SC’s newly organized environmental agency shows off new logo

Myra Reece, left, the interim director of the new Department of Environmental Services, watches the unveiling of the agency sign on Monday, July 1, 2024. (Abraham Kenmore/SC Daily Gazette)

COLUMBIA — With a short countdown and a flourish, the sign for the newly organized Department of Environmental Services was unveiled Monday outside the agency’s existing home in downtown Columbia. 

It’s an offshoot of the state Department of Health and Environmental Control, which officially split in two July 1 as per a state law passed last year. The other agency is the Department of Public Health, which held a news conference on its launch last week.

 Logo for the new Department of Environmental Services (Provided by the S.C. Department of Environmental Services)
Logo for the new Department of Environmental Services (Provided by the S.C. Department of Environmental Services)

“Public health and the environment will continue to be linked, regardless of restructuring,” Myra Reece, interim director of the environmental agency, said at the unveiling.

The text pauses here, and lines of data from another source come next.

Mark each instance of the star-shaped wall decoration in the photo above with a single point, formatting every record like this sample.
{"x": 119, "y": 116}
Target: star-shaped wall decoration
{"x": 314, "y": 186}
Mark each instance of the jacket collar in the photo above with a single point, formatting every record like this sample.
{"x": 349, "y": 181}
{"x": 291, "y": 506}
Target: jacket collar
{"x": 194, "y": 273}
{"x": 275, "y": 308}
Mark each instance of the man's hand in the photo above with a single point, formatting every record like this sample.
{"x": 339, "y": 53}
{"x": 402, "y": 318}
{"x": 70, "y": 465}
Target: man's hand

The separate agencies “now have opportunities to focus solely on the unique, critical missions of each.”

Reece has been director of DHEC’s environmental side since 2016.

Environmental Services has over 1,200 employees throughout the state. The department has five bureaus: Air quality, coastal management, land and waste management, regional and laboratory services, and water.

Besides continuing the environmental work conducted by DHEC, Environmental Services is also taking over programs that have been overseen by the Department of Natural Resources. Those are water management and aquatic invasive species

Environmental permits issued before the split are still valid, and the new department will update them as they come due for renewal, according to a press release from the department. 

For more information on either of the two new agencies, residents can visit the new websites at des.sc.gov for environmental issues and dph.sc.gov for health.

State legislators have discussed splitting the Department of Health and Environmental Control for years before the division was finalized last year. Another proposal to merge several health-related agencies died this year in the state Legislature

Updating the signage for the two newly arranged agencies is estimated to cost $930,000. That includes changing the signs at 80 locations that average 20 signs each, as well as about 1,500 environmental signs for public notification such as swimming advisories. The average cost of each new sign is about $300, according to estimates from the state Revenue and Fiscal Affairs Office.

So far, the public health agency has spent less than $1,300 on building signs, while the environmental agency has spent about $2,600, according to an agency spokeswoman, who noted the process has just started.